Analisis Yuridis Pengaturan Tindak Pidana Pelecehan Seksual Sesama Jenis Ditinjau Dari Perundang-Undangan Indonesia Ramadhan, M. Dika; Lasmadi, Sahuri
PAMPAS: Journal of Criminal Law Vol. 5 No. 2 (2024)
Publisher : Fakultas Hukum, Universitas Jambi

Show Abstract | Download Original | Original Source | Check in Google Scholar | DOI: 10.22437/pampas.v5i2.33635

Abstract

This study aims to understand and analyze the regulation of acts of same-sex sexual harassment in the perspective of legislation in Indonesia and to analyze the ideal regulation of criminal acts of same-sex sexual harassment in legal reform in Indonesia.
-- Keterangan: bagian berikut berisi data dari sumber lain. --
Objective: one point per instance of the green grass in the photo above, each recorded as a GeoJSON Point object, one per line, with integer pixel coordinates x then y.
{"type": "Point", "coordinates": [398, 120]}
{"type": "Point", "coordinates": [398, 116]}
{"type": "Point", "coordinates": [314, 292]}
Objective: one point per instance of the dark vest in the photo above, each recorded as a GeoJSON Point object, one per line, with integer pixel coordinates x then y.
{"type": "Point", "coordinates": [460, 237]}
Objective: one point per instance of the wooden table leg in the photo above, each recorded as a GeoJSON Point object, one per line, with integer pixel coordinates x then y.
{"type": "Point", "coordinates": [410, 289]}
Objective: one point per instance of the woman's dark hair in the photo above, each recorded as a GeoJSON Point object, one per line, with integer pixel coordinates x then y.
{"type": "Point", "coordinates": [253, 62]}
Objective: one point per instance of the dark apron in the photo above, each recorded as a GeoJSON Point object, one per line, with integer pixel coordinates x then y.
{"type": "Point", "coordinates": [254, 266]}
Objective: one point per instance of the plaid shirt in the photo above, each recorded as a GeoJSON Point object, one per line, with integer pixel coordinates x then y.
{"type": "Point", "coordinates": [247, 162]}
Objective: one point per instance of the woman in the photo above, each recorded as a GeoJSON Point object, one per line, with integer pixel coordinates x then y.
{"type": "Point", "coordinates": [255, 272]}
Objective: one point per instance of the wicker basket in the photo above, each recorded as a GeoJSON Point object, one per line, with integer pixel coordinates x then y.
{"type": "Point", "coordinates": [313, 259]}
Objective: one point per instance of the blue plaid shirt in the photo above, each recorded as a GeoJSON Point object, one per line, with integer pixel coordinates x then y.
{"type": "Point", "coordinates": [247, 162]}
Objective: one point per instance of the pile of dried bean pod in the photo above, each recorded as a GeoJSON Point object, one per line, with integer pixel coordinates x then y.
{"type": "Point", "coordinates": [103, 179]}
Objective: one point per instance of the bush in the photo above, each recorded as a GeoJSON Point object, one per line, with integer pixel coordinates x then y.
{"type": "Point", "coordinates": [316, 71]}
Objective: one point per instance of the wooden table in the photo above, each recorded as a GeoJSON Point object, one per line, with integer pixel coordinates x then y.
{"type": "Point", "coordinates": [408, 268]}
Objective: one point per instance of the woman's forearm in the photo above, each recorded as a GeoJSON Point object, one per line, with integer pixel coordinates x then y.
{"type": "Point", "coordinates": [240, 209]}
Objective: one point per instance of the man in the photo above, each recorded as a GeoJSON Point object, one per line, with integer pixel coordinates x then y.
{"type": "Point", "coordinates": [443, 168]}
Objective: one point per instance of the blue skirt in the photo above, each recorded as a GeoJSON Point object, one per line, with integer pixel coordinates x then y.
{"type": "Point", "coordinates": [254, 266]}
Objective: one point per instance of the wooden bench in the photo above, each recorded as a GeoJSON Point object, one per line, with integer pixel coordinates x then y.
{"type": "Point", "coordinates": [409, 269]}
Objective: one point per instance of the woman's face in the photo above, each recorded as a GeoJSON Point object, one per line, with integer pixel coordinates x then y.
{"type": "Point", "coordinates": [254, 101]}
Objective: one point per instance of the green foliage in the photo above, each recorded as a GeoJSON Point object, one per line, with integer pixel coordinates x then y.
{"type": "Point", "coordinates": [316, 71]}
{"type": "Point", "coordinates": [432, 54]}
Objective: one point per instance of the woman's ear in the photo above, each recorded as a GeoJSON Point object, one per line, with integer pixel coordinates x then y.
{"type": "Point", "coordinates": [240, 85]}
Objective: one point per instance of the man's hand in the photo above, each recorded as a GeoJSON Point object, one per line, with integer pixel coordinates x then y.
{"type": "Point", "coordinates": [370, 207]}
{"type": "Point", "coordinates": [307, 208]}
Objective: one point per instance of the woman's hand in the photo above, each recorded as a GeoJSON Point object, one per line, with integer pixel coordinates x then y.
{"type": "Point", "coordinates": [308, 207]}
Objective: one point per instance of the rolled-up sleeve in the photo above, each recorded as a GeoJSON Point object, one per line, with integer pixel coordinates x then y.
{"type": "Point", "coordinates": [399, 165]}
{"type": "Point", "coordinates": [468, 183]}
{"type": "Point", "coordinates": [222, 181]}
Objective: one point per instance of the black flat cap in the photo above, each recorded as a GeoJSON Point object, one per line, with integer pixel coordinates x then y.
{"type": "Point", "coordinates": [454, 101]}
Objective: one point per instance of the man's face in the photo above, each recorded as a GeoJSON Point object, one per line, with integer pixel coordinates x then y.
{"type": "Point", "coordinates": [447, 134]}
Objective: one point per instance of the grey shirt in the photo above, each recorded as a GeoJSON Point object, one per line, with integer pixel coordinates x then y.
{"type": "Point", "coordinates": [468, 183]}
This research is a normative legal research. The results of this study are that there are no rules that specifically regulate this act, but it is possible that it can be subject to Article 292 of the Criminal Code, Article 335 of the Criminal Code and Article 6 letter a of Law Number 12 of 2022 concerning Crimes of Sexual Violence. However, these articles still have weaknesses that create legal uncertainty for the victims.Therefore, a clearer and firmer legal policy is needed to regulate acts of same-sex sexual harassment in the future. And law enforcers can also use Article 335 of the Criminal Code as an alternative to solving this problem at this time. The conclusion is that there is no specific regulation governing acts of same-sex sexual harassment and the impact of this act is very large, therefore a legal policy is needed that specifically regulates this act. Abstrak Penelitian ini bertujuan untuk memahami dan menganalisis pengaturan terhadap perbuatan pelecehan seksual sesama jenis dalam perspektif Perundang-Undangan di Indonesia serta menganalisis pengaturan tindak pidana pelecehan seksual sesama jenis yang ideal dalam pembaharuan hukum di Indonesia. Penelitian ini merupakan penelitian hukum normatif. Hasil penelitian ini adalah belum ada aturan yang secara khusus mengatur tentang perbuatan ini, namun dimungkinkan bisa dikenakan Pasal 292 KUHP, Pasal 335 KUHP dan Pasal 6 huruf a Undang-Undang Nomor 12 tahun 2022 tentang Tindak Pidana Kekerasan Seksual. Tetapi dari pasal-pasal tersebut masih terdapat kelemahan sehingga menimbulkan ketidakpastian hukum terhadap para korban. Maka dari itu dibutuhkan suatu kebijakan hukum yang lebih jelas dan tegas mengatur terhadap perbuatan pelecehan seksual sesama jenis dimasa yang akan datang. Dan penegak hukum juga dapat menggunakan Pasal 335 KUHP sebagai alternatif untuk menyelesaikan permasalahan tersebut pada saat ini. Kesimpulannya yaitu bahwa tidak adanya pengaturan secara khusus yang mengatur perbuatan pelecehan seksual sesama jenis dan dampak dari perbuatan ini sangat besar maka dari itu dibutuhkan suatu kebijakan hukum yang mengatur secara khusus terhadap perbuatan tersebut.